1/10
Pretty poor fare, methinks
23 January 2009
Warning: Spoilers
I agree with the second commenter. Despite the credentials of the usually entertaining John Mortimer, this is an overblown example of the bad Brit Lit series. There's a lot of swanning about and half-hearty flourishes and seemingly endless and tedious scenes of eating! I also agree that Ian McShane is wasted in a throwaway role as Kit Marlowe as a boozy rakish "secret agent" who mentors young Will from the country as a promising cockrel with a potential for word use. Tim Curry is not wasted, but simply IS a waste. His acting range is minimal: a flash of teeth, a shouting voice, and you've seen all of it.
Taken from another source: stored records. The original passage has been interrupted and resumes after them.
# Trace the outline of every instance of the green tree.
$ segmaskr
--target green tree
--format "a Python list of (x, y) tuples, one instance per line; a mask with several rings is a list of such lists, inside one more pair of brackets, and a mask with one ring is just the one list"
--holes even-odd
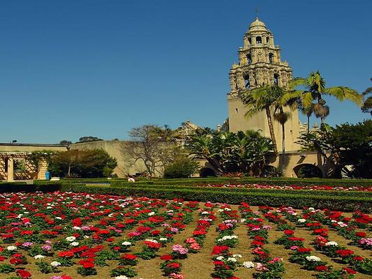
[(172, 163), (170, 163), (164, 169), (164, 178), (177, 179), (187, 178), (195, 174), (200, 165), (193, 158), (185, 154), (179, 154)]
[(165, 165), (179, 153), (173, 131), (156, 125), (144, 125), (129, 132), (130, 140), (123, 147), (130, 164), (143, 163), (150, 177), (163, 176)]
[(191, 155), (208, 161), (218, 175), (228, 172), (260, 175), (265, 156), (272, 151), (273, 144), (257, 133), (199, 130), (188, 139), (186, 149)]
[[(325, 119), (329, 114), (329, 107), (326, 105), (325, 96), (332, 96), (340, 101), (348, 100), (360, 105), (362, 96), (355, 90), (345, 86), (326, 86), (325, 79), (319, 71), (312, 72), (307, 78), (298, 77), (290, 84), (290, 88), (294, 89), (286, 93), (283, 101), (295, 101), (304, 110), (313, 107), (313, 113), (317, 118), (320, 118), (322, 124)], [(303, 89), (296, 89), (298, 86)], [(315, 103), (313, 103), (313, 102)]]
[(52, 174), (64, 177), (107, 176), (117, 165), (117, 160), (101, 149), (68, 150), (52, 156), (49, 160)]
[(240, 95), (241, 101), (247, 108), (247, 112), (246, 113), (247, 117), (252, 116), (264, 110), (266, 112), (270, 137), (274, 144), (274, 151), (276, 154), (278, 154), (278, 146), (274, 132), (271, 109), (276, 104), (278, 104), (278, 101), (282, 95), (283, 89), (276, 84), (248, 90)]
[[(371, 82), (372, 82), (372, 78), (370, 80)], [(371, 93), (372, 93), (372, 86), (367, 88), (362, 94), (364, 96), (366, 96)], [(363, 112), (369, 113), (371, 115), (372, 115), (372, 96), (367, 97), (366, 100), (364, 100), (363, 105), (362, 106), (362, 111)]]
[(372, 120), (335, 128), (325, 124), (319, 130), (302, 135), (299, 143), (324, 158), (327, 174), (339, 174), (350, 165), (350, 177), (372, 178)]

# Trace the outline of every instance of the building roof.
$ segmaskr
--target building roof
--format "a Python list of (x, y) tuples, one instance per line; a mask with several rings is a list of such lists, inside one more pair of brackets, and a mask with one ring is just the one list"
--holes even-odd
[(265, 23), (256, 17), (255, 21), (249, 25), (248, 31), (267, 31), (267, 28)]

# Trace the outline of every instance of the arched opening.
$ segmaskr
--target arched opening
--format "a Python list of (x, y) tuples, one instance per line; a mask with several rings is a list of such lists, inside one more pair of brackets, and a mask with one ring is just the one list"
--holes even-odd
[(246, 54), (246, 59), (248, 61), (248, 65), (251, 65), (252, 63), (252, 56), (250, 53)]
[(251, 82), (249, 82), (249, 75), (244, 76), (244, 84), (246, 84), (246, 89), (249, 89), (251, 88)]
[(279, 81), (279, 75), (274, 74), (274, 84), (278, 85)]
[(200, 177), (216, 176), (216, 172), (210, 167), (203, 167), (200, 169)]
[(322, 170), (317, 166), (311, 164), (302, 164), (293, 168), (296, 176), (300, 179), (322, 178)]
[(274, 62), (274, 53), (270, 52), (269, 54), (269, 62), (273, 63)]
[(262, 177), (281, 177), (283, 175), (281, 170), (269, 165), (264, 166), (262, 173)]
The worst is that this series never engages the viewer in the characters or what's going on. It's all surface and, sadly, cliché after cliché. SPOILER: When Shakespeare's son Hamnet dies (historically of plague though the series cocks that up, too), grieving Will returns home and -- gasp -- sets free the pet bird from its cage. Pardon us for the collective yawn.

The costumes, too, (not for the plays but the daily wearing of clothing) are something out of "court appearances", not to mention the flow of gold coins is abundant here in an era when actual cash money was impossibly scarce and ha' pennies were the standard exchange (not crowns and sovereigns as portrayed). This is truly a bad series made worse by the inconstant soundtrack in which "period music" tends to overblow the dialogue. The repartee one might expect in a "wordsmith" of Shakespeare's ability is tossed away for tepid and strained conversations punctuated by sullen silences. The entire richness of Shakespeare's literary ability is replaced with ho-humdrum delivery. Best advice is to eschew the series and watch Shakespeare in Love or any of the fine performances of the plays.